SL急行は発明だったのか?

 随分前に、「お金を出して缶入りのお茶(緑茶、砂糖も加えてない)の飲料を買う」という行為が普通になったのはいつか? という話で知り合いと盛り上がった。

 だいたいお茶って、鉄道の弁当に対して別買いするものを除けば、タダで出てくるものだったからだ。

 この時期は多分1980年代後半ぐらいじゃないか? という事になったのだが、これを「発明」とするならば、同じような「発明」が思い当たった。お茶とも縁が深い大井川鉄道による「SL急行」がそれである。

 その少し前までありふれていた「汽車による列車」は「SLブーム」以後、付加価値を持った存在に生まれ変わっていたのである。

 時に1976年。国鉄から蒸気機関車が一旦消えた後であった。このSL急行、過度なデコレーションなどせず、本当にありふれていた「汽車」そのものだったのも、成功の秘訣だったのではなかろうか。

 大井川鉄道の「かわね路号」は1976年7月からの運転だが、その少し前の6月からはボンネットバスの「伊豆の踊り子号」が運転開始されている。これも外見はごく普通の田舎のバスである。

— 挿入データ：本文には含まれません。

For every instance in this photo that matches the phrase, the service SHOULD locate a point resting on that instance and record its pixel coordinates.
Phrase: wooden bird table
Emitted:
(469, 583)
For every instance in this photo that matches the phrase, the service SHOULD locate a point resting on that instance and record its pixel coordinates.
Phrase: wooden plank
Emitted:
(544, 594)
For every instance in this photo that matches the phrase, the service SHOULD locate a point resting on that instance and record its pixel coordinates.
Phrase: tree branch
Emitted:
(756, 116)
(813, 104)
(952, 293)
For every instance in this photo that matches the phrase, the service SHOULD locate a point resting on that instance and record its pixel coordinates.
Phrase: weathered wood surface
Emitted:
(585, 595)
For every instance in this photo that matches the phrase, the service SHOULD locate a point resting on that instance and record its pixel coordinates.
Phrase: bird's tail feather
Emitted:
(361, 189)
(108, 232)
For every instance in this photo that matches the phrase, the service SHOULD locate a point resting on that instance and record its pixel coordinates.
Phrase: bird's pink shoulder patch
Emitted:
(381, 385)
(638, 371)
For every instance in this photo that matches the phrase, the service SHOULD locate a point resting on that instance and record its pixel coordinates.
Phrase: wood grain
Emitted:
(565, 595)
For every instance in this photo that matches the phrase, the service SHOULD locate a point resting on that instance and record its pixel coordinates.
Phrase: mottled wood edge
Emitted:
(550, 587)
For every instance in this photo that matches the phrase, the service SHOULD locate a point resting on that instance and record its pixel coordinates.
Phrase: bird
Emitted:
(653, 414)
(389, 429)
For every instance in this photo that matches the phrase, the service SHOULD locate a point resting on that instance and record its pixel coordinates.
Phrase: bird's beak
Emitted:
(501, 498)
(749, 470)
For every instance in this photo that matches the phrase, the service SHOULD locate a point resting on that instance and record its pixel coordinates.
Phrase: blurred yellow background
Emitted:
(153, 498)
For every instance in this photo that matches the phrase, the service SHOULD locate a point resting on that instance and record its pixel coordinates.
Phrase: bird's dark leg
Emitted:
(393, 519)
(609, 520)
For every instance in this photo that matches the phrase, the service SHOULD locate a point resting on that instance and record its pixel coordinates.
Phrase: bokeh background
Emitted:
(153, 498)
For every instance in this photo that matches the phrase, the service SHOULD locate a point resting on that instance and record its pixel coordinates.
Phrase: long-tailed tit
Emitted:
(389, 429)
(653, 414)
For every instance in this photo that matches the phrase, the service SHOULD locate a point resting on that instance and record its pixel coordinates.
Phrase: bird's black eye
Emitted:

 この「伊豆の踊り子号」はマスコミに知られ、各地でボンネットバスが復活するきっかけともなった。

 この時代、まだボンネットバスを使用した路線バスは呉市に残っていたから、時代に先駆けた観光化ではなかろうかと思う。

 とはいえこういう乗り物は最初は良くても、次第に維持が難しくなってくるのも、困った問題である。